No se produjeron vítores al paso del Orador Sithas, que encabezaba el cortejo fúnebre. Su padre quedó de cuerpo presente en el templo de E’li mientras miles de súbditos le rendían un último homenaje. Luego, con un mínimo de ceremonia, Sithel fue enterrado junto a su padre, en el magnífico mausoleo conocido como la Tumba de Cristal.
Al día siguiente, Sithas redactó un ultimátum al emperador de Ergoth.
«Consideramos la muerte de nuestro padre Sithel un asesinato deliberado», escribió Sithas. «La nación élfica clama venganza por la muerte de su Orador. Si deseáis evitar la guerra, exigimos una indemnización de un millón de monedas de oro, la expulsión de todos los súbditos ergothianos de nuestros territorios occidentales, y que nos sean entregados todos los hombres presentes en el asesinato de nuestro padre, incluido Ulvissen».
Kith-Kanan había tenido que retrasar su partida de Sithelbec. Llegó a Silvanost dos días después del funeral de su padre, exasperado porque Sithas hubiese actuado tan precipitadamente con los últimos ritos y su ultimátum al emperador de Ergoth.
—¿Por qué no esperaste? —se quejó a su gemelo, en la Torre de las Estrellas—. ¡Tendría que haber estado aquí para asistir al funeral de padre!

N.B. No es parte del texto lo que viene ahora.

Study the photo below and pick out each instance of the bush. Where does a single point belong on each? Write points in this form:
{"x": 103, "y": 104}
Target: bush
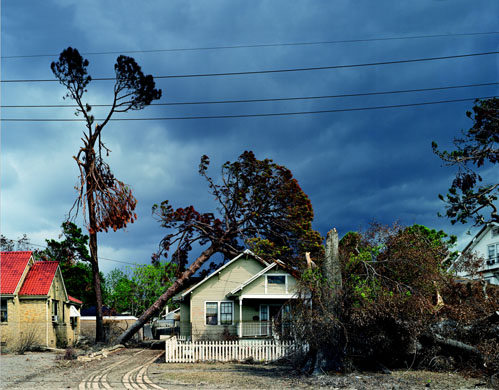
{"x": 28, "y": 341}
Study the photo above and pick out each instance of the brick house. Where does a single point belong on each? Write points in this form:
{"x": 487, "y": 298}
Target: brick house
{"x": 35, "y": 303}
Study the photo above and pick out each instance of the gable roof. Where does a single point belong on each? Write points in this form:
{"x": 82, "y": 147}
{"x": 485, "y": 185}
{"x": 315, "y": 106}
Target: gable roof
{"x": 246, "y": 252}
{"x": 39, "y": 278}
{"x": 256, "y": 276}
{"x": 74, "y": 300}
{"x": 12, "y": 266}
{"x": 476, "y": 239}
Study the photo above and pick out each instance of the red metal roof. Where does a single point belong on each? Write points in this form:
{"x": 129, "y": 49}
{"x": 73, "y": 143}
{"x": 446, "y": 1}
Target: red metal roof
{"x": 12, "y": 266}
{"x": 74, "y": 300}
{"x": 39, "y": 278}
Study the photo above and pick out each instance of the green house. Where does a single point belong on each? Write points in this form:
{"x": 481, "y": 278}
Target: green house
{"x": 247, "y": 298}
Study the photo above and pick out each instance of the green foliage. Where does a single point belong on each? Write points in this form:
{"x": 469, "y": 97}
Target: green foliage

Kith-Kanan acababa de pasar un largo rato con su madre; y el dolor de Nirakina y el suyo propio lo abrumaban sobremanera.
—No hay tiempo para ceremonias vanas —replicó Sithas—. La guerra puede estar próxima, y debemos actuar. He ordenado que se recen plegarias y se hagan ofrendas en memoria de nuestro padre en todos los templos durante treinta noches, pero ahora debemos pensar en el país, aunar a la gente.
—¿Atacarán los humanos? —preguntó Hermathya con un tono anhelante, desde su sitio, al lado de Sithas.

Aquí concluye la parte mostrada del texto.